Melanotropin receptors of murine melanoma characterized in cultured cells and demonstrated in experimental tumors in situ.

Cultured melanoma cells are known targets for the pigment-inducing actions of melanotropins such as alpha-melanocyte-stimulating hormone (alpha-MSH). The objectives of the present studies were to determine the binding properties and functional relevance of MSH binding sites in a mouse melanoma cell line and to determine whether MSH receptors are expressed in situ.
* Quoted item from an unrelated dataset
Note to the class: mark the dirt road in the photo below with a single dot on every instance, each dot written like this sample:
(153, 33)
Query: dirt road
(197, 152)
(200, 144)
The binding properties of MSH receptors in intact cells of a highly metastatic, highly MSH-responsive mouse melanoma cell subline (B16-F10C23) were determined using a radiolabeled, biologically active preparation of the superpotent alpha-MSH analogue, [Nle4,D-Phe7]-alpha-MSH (125I-NDP-MSH). A single high-affinity class of binding site was detected (Kd for NDP-MSH, 5.6 x 10(-11) M; Kd for alpha-MSH, 2.6 x 10(-9) M as determined by Scatchard analysis and heterologous inhibition assays, respectively). alpha-MSH showed nearly identical concentration-response relationships in the radioreceptor assay (inhibition of 125I-NDP-MSH binding) and a bioassay (stimulation of intracellular cyclic AMP accumulation). Furthermore, the respective potencies of three melanotropins, NDP-MSH, alpha-MSH, and adrenocorticotropic hormone, in binding and biological assays were highly correlated. These results indicate that the 125I-NDP-MSH binding site represents the functional MSH receptor. Tumors were induced by inoculation of C57BL/6 mice with B16-F10C23 cells, and the presence of 125I-NDP-MSH binding sites was determined by in situ radiolabeling of frozen tissue sections followed by autoradiography. Specific MSH binding sites were distributed throughout the tumor tissue, but not in associated fibrovascular elements or in neighboring nonmelanoma tissues. As in cultured B16-F10C23 cells, melanotropins inhibited 125I-NDP-MSH binding to tissue sections in a concentration-dependent manner. These results support the hypothesis that functional MSH receptors are expressed in melanoma in situ, suggesting that the activities of melanoma cells in vivo may be subject to modulation by endogenous melanotropins. The methods described will be applicable for studies of the expression and regulation of MSH receptors in human melanoma and other target tissues.